Debugging all of the functionality with the new test documents shows that everything is still working correctly, and the shape_id is used instead of the ordinality index.
declare
l_json $if dbms_db_version.version >= 21 $then json $else clob $end ;
begin
l_json := dynamic_json#test.test_jdoc(dynamic_json#test.c_array_simple_id);
dynamic_json#beta.debug_json_table_expression(l_json, 'shape_id');
end;
/
select j.*
from
json_table(:jdoc, '$[*]'
columns (
"row#id" number path '$.shape_id'
, "name" varchar2(4000) path '$.name'
, "side" varchar2(4000) path '$.side'
, "color" varchar2(4000) path '$.color'
, "width" varchar2(4000) path '$.width'
, "height" varchar2(4000) path '$.height'
, "length" varchar2(4000) path '$.length'
, "radius" varchar2(4000) path '$.radius'
)
) j
Testing the pipelined functions shows that the shape_id value is being used correctly as the row identifier.

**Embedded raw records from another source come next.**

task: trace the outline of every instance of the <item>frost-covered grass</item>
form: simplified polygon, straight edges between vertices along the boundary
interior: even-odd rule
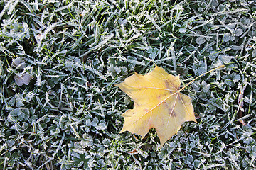
[[[0,1],[0,169],[255,169],[253,0]],[[119,134],[133,102],[114,85],[154,64],[198,123],[160,148]]]

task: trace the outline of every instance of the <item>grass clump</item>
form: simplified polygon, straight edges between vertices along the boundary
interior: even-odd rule
[[[253,1],[1,1],[1,169],[253,169]],[[119,134],[114,84],[154,63],[189,80],[198,123],[164,147]]]

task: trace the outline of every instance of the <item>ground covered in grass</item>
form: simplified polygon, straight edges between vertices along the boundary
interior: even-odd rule
[[[255,169],[254,0],[1,0],[1,169]],[[198,123],[160,148],[119,134],[133,101],[114,84],[154,64]]]

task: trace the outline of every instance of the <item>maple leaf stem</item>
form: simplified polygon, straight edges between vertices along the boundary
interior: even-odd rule
[[[181,88],[181,89],[179,89],[179,90],[177,91],[177,93],[181,91],[183,89],[184,89],[186,86],[188,86],[189,84],[191,84],[191,83],[193,83],[195,80],[196,80],[196,79],[198,79],[199,77],[201,77],[201,76],[203,76],[203,75],[205,75],[205,74],[208,74],[209,72],[213,72],[213,71],[215,71],[215,70],[216,70],[216,69],[220,69],[220,68],[223,68],[224,67],[225,67],[225,65],[220,65],[220,66],[219,66],[219,67],[216,67],[216,68],[215,68],[215,69],[211,69],[211,70],[210,70],[210,71],[208,71],[207,72],[205,72],[205,73],[201,74],[200,76],[198,76],[197,77],[196,77],[195,79],[193,79],[193,80],[191,80],[189,83],[188,83],[187,84],[186,84],[185,86],[183,86],[183,87]]]

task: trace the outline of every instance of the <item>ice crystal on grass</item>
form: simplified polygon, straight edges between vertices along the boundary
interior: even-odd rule
[[[250,169],[253,1],[0,1],[1,169]],[[159,149],[126,132],[114,84],[156,64],[180,74],[196,123]]]

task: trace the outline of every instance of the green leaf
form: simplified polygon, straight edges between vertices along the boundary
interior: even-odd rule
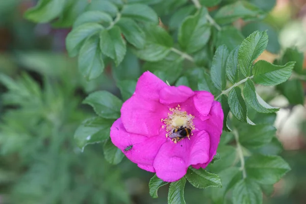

design-8.2-enhancements-test.sql
select *
from dynamic_json#beta.unpivot_json_array(dynamic_json#test.test_jdoc('simple'));
select *
from dynamic_json#beta.unpivot_json_array(
dynamic_json#test.test_jdoc('simple_id'),
row_identifier => 'shape_id');
Our shape ids start at 101, so its easy to tell the difference between the results that used an identifier and the results that used ordinality.

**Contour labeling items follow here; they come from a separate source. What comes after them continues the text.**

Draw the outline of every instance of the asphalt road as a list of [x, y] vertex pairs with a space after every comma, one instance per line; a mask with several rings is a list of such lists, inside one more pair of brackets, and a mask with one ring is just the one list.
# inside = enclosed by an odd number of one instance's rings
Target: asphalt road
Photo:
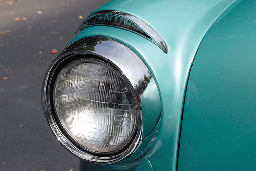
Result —
[[108, 1], [0, 0], [0, 170], [78, 170], [48, 126], [41, 86], [51, 50], [74, 37], [79, 15]]

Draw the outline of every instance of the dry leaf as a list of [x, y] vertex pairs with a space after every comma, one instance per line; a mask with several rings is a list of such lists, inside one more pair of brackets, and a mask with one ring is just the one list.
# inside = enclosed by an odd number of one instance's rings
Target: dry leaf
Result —
[[58, 52], [58, 51], [57, 51], [57, 50], [56, 50], [56, 49], [55, 49], [55, 48], [53, 49], [53, 50], [52, 50], [52, 51], [51, 51], [51, 53], [52, 54], [57, 54], [57, 52]]

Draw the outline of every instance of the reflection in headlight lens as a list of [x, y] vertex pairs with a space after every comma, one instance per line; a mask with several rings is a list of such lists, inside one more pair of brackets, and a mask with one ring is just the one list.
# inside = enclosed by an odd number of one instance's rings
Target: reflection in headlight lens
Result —
[[85, 59], [68, 64], [54, 88], [55, 112], [63, 129], [92, 152], [114, 153], [133, 140], [138, 106], [130, 85], [110, 64]]

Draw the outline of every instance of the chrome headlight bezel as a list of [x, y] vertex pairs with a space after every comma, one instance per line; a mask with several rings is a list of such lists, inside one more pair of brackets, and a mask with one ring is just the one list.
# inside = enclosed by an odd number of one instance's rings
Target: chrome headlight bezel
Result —
[[[115, 50], [115, 53], [106, 54], [104, 50], [102, 50], [102, 47], [99, 43], [97, 44], [94, 51], [89, 50], [86, 48], [83, 48], [82, 50], [80, 50], [81, 44], [83, 42], [86, 42], [87, 41], [88, 42], [88, 41], [94, 41], [94, 39], [96, 39], [98, 42], [101, 41], [102, 43], [102, 39], [104, 40], [103, 41], [104, 43], [108, 44], [108, 47], [110, 48], [109, 50], [111, 51], [113, 48], [113, 51]], [[84, 44], [87, 44], [84, 43]], [[119, 51], [117, 51], [116, 49], [118, 49]], [[138, 78], [136, 77], [138, 76], [135, 76], [134, 74], [133, 75], [130, 72], [132, 70], [135, 69], [134, 65], [131, 65], [129, 67], [129, 65], [127, 65], [126, 63], [122, 62], [122, 59], [116, 58], [115, 55], [117, 55], [117, 53], [120, 53], [120, 51], [122, 54], [127, 54], [127, 56], [123, 57], [123, 58], [128, 58], [130, 61], [132, 61], [132, 63], [136, 63], [139, 66], [140, 71], [142, 70], [141, 69], [143, 68], [143, 73], [140, 73], [141, 75], [150, 74], [144, 62], [134, 52], [127, 47], [106, 37], [97, 37], [95, 38], [95, 37], [92, 37], [79, 40], [62, 51], [51, 64], [47, 71], [43, 83], [42, 91], [43, 109], [50, 126], [58, 139], [69, 150], [80, 158], [100, 164], [113, 163], [127, 157], [136, 151], [142, 141], [142, 115], [140, 100], [139, 97], [140, 94], [138, 94], [140, 92], [136, 92], [134, 88], [134, 83], [138, 81]], [[135, 128], [135, 133], [133, 137], [134, 139], [127, 144], [122, 151], [117, 152], [116, 153], [110, 155], [97, 154], [81, 148], [72, 138], [70, 138], [70, 137], [61, 128], [55, 113], [53, 102], [53, 88], [56, 76], [67, 63], [71, 61], [81, 60], [83, 58], [97, 59], [115, 67], [124, 74], [124, 77], [131, 83], [131, 87], [134, 88], [133, 91], [137, 95], [136, 103], [138, 108], [139, 108], [139, 113], [138, 113], [138, 119]], [[123, 70], [124, 68], [125, 71]], [[133, 73], [136, 73], [136, 72]], [[134, 85], [132, 85], [133, 83]]]

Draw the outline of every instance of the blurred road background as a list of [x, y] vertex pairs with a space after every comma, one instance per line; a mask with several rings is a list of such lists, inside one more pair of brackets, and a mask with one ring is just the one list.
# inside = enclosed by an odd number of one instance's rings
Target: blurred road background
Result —
[[0, 0], [0, 170], [78, 170], [48, 126], [41, 86], [52, 50], [108, 1]]

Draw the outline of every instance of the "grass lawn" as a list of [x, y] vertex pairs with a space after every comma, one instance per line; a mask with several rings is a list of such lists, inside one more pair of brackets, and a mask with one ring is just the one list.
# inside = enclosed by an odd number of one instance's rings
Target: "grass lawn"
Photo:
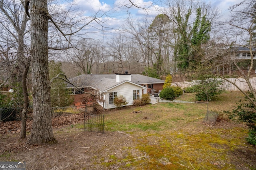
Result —
[[[194, 101], [193, 94], [186, 94], [178, 100]], [[237, 92], [227, 92], [213, 99], [209, 109], [219, 113], [230, 110], [242, 96]], [[245, 141], [245, 126], [226, 120], [215, 125], [203, 123], [206, 111], [206, 104], [127, 107], [106, 114], [106, 128], [136, 137], [136, 148], [148, 156], [131, 162], [138, 169], [255, 169], [255, 163], [251, 166], [244, 159], [236, 159], [236, 152], [255, 149]]]
[[[241, 98], [227, 92], [209, 109], [221, 114]], [[194, 101], [194, 95], [178, 100]], [[111, 109], [104, 113], [104, 134], [72, 124], [54, 129], [58, 143], [52, 145], [26, 146], [18, 133], [0, 134], [0, 145], [10, 148], [0, 149], [0, 161], [24, 161], [27, 170], [256, 170], [256, 147], [246, 141], [246, 126], [225, 115], [215, 124], [203, 122], [207, 108], [159, 103]]]

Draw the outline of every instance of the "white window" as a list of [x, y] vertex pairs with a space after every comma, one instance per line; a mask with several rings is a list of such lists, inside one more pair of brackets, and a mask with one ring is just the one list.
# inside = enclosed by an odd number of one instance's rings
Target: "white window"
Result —
[[133, 90], [133, 100], [140, 99], [140, 90]]
[[84, 88], [72, 89], [72, 94], [82, 94], [84, 92]]
[[117, 96], [117, 92], [112, 92], [109, 93], [109, 104], [113, 104], [114, 100]]

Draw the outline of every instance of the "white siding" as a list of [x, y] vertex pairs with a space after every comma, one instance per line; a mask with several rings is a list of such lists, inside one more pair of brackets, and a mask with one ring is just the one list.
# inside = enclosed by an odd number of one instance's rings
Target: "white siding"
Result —
[[105, 109], [111, 109], [116, 107], [114, 104], [109, 104], [109, 92], [117, 92], [117, 95], [122, 95], [126, 99], [126, 102], [128, 103], [126, 106], [132, 105], [133, 104], [133, 90], [140, 90], [140, 98], [142, 95], [142, 88], [136, 85], [133, 84], [128, 82], [124, 83], [117, 87], [112, 89], [108, 91], [106, 96]]

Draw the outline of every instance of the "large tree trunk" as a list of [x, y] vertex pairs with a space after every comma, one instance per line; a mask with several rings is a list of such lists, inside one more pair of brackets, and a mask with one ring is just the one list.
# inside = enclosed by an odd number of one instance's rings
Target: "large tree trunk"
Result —
[[30, 2], [33, 116], [31, 134], [27, 143], [42, 145], [56, 142], [52, 125], [47, 43], [48, 13], [47, 0]]

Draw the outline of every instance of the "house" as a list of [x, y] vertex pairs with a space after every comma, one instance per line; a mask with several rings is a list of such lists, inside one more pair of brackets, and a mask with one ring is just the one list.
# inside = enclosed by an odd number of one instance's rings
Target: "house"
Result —
[[100, 104], [105, 109], [114, 108], [114, 100], [119, 95], [124, 97], [127, 106], [138, 99], [143, 94], [155, 92], [162, 90], [164, 81], [140, 74], [82, 74], [70, 79], [75, 104], [83, 104], [82, 94], [87, 90], [94, 90], [104, 102]]
[[[256, 49], [252, 48], [253, 59], [256, 59], [255, 55], [256, 54]], [[236, 49], [235, 53], [236, 54], [237, 59], [251, 59], [251, 54], [250, 52], [250, 49], [248, 48], [239, 47]]]

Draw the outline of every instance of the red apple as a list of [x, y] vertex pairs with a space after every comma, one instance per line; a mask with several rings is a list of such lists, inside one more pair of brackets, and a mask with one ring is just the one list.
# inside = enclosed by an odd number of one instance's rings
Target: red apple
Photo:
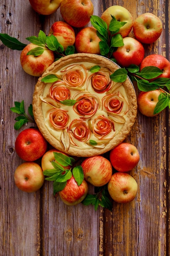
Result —
[[71, 26], [81, 27], [90, 21], [94, 6], [91, 0], [62, 0], [60, 12], [64, 20]]
[[127, 172], [137, 165], [139, 155], [134, 145], [122, 142], [111, 150], [109, 157], [111, 164], [116, 170]]
[[29, 0], [33, 9], [40, 14], [49, 15], [59, 7], [62, 0]]
[[125, 37], [131, 32], [133, 23], [133, 19], [131, 13], [125, 8], [120, 5], [113, 5], [108, 8], [102, 13], [101, 18], [105, 21], [109, 28], [112, 19], [111, 16], [114, 16], [119, 21], [125, 22], [126, 23], [120, 28], [119, 34], [122, 37]]
[[31, 193], [35, 192], [42, 186], [44, 176], [39, 164], [34, 162], [25, 162], [16, 169], [14, 181], [18, 189]]
[[138, 66], [144, 58], [144, 47], [132, 37], [124, 37], [123, 40], [124, 45], [118, 48], [113, 53], [113, 57], [122, 67], [129, 67], [131, 64]]
[[137, 184], [135, 179], [127, 173], [114, 173], [108, 184], [109, 193], [114, 201], [127, 203], [135, 198]]
[[87, 27], [78, 32], [75, 41], [77, 52], [100, 54], [99, 43], [101, 40], [97, 36], [96, 31], [94, 27]]
[[69, 45], [75, 42], [74, 31], [72, 27], [63, 21], [56, 21], [51, 27], [48, 36], [53, 35], [65, 50]]
[[149, 92], [140, 92], [137, 98], [138, 108], [146, 117], [152, 117], [159, 113], [153, 114], [154, 109], [158, 102], [158, 97], [161, 94], [159, 90]]
[[[56, 161], [53, 154], [54, 152], [61, 153], [65, 155], [68, 155], [66, 154], [65, 154], [63, 152], [61, 152], [59, 150], [56, 149], [50, 149], [50, 150], [47, 151], [43, 155], [41, 159], [41, 167], [43, 171], [45, 170], [53, 169], [54, 167], [51, 163], [52, 162], [55, 162], [56, 163], [57, 162], [58, 164], [60, 164]], [[61, 166], [65, 170], [70, 169], [70, 168], [71, 168], [71, 166], [70, 165], [67, 166]]]
[[170, 78], [170, 62], [163, 56], [159, 54], [148, 55], [143, 60], [140, 65], [140, 72], [145, 67], [154, 66], [159, 67], [163, 73], [152, 80], [160, 77]]
[[46, 69], [54, 61], [54, 52], [47, 48], [43, 53], [39, 56], [27, 55], [28, 52], [32, 49], [39, 47], [32, 43], [27, 45], [21, 52], [20, 61], [21, 66], [27, 74], [34, 76], [41, 76]]
[[160, 36], [162, 31], [162, 22], [153, 13], [143, 13], [135, 20], [133, 31], [137, 40], [143, 43], [150, 44]]
[[110, 162], [101, 155], [86, 158], [81, 163], [84, 179], [96, 186], [107, 183], [112, 174]]
[[64, 189], [59, 192], [62, 201], [68, 205], [76, 205], [85, 198], [88, 191], [88, 185], [83, 180], [78, 186], [73, 176], [67, 181]]
[[26, 161], [35, 161], [46, 152], [47, 142], [40, 132], [35, 128], [28, 128], [22, 131], [15, 142], [16, 152]]

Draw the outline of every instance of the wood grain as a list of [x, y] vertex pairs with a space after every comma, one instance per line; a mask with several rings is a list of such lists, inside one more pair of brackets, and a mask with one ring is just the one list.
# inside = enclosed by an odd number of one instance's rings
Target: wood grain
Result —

simple json with no row identifier
ROW#ID COLUMN#KEY COLUMN#VALUE
1 color blue
1 name square
1 side 5
2 length 5
2 name rectangle
2 width 3
3 height 2
3 length 5
3 name box
3 width 3
4 color red
4 name hexagon
4 side 3
5 name circle
5 radius 3
simple json with shape_id as row identifier
ROW#ID COLUMN#KEY COLUMN#VALUE
101 color blue
101 name square
101 side 5
102 length 5
102 name rectangle
102 width 3
103 height 2
103 length 5
103 name box
103 width 3
104 color red
104 name hexagon
104 side 3
105 name circle
105 radius 3
Finishing Touches
The primary functionality we want to expose from this utility is the pipelined function. The column_values nested table type, column_value record type and unpivot_json_array pipelined function are the minimum elements that need to be exposed in the package specification.

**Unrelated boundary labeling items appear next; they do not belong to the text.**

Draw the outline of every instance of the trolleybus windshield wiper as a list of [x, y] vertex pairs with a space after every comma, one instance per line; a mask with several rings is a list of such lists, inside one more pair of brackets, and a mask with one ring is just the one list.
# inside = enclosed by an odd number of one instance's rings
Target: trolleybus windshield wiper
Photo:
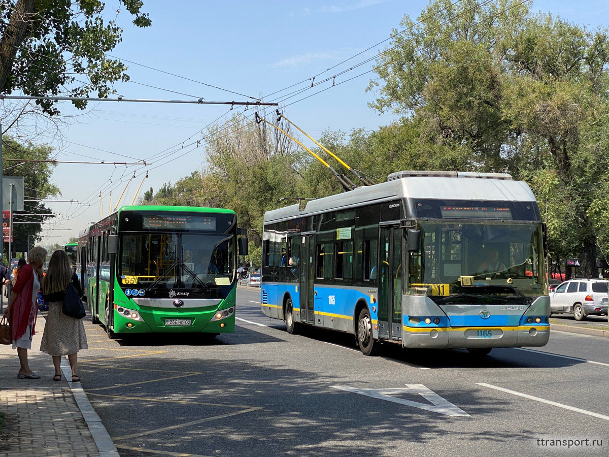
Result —
[[150, 291], [150, 289], [152, 289], [153, 287], [158, 284], [161, 282], [161, 279], [166, 277], [169, 273], [173, 271], [174, 269], [175, 268], [175, 267], [177, 267], [177, 266], [178, 266], [177, 262], [174, 262], [172, 264], [171, 264], [171, 266], [167, 269], [166, 271], [165, 271], [162, 275], [157, 278], [157, 279], [153, 281], [152, 283], [148, 287], [146, 288], [146, 292], [147, 292], [149, 291]]

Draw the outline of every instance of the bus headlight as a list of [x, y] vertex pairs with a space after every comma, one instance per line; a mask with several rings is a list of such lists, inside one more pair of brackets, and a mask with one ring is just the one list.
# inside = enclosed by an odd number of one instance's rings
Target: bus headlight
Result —
[[226, 319], [227, 317], [232, 316], [234, 313], [234, 308], [227, 308], [226, 310], [220, 310], [217, 311], [214, 317], [211, 318], [210, 322], [214, 322], [214, 321], [221, 321], [223, 319]]

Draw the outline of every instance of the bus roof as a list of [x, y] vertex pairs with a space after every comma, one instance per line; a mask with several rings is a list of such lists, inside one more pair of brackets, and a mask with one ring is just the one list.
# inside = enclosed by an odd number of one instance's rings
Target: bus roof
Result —
[[303, 211], [297, 204], [267, 211], [264, 222], [401, 199], [537, 201], [526, 182], [512, 180], [505, 174], [403, 171], [390, 175], [390, 179], [387, 182], [312, 200]]

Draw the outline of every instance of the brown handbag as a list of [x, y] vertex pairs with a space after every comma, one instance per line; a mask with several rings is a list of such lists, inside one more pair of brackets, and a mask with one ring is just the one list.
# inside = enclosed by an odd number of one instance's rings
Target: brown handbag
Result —
[[0, 344], [12, 344], [12, 343], [10, 325], [9, 325], [8, 319], [3, 316], [2, 321], [0, 321]]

Because the pipelined function could potentially return a very large set of rows, fetching the entire resultset at once into a collection could easily exceed available memory resources. Converting the actual fetch from the dynamic query to use bulk collect with a limit clause will help manage the memory footprint.
For this change we need to add a ref cursor variable and open the cursor before fetching batches of rows into the return collection. Exit the loop when the collection count is 0 from the last fetch that didn’t find any more rows.
Instead of hard coding the limit value, use a global variable in the package body for flexibility.
function unpivot_json_array(
jdoc in json_document_type,
row_identifier in varchar2 default null,
array_path in varchar2 default null
) return column_values pipelined
is
l_key_columns column_definitions;
l_json_table_query varchar2(4000);
l_sql varchar2(4000);
l_values column_values;
c sys_refcursor;
begin
l_key_columns := dataguide_columns(jdoc, row_identifier, array_path);
l_json_table_query := json_table_expression(l_key_columns, row_identifier, array_path);
l_sql := unpivot_expression(l_key_columns, l_json_table_query, row_identifier);
open c for l_sql using jdoc;
loop
fetch c bulk collect into l_values limit g_bulk_limit_rows;
exit when l_values.count = 0;
for i in indices of l_values loop
pipe row (l_values(i));
end loop;
end loop;
close c;
return;
end unpivot_json_array;
A procedure to set the limit value for the session allows tuning the utility to specific workloads.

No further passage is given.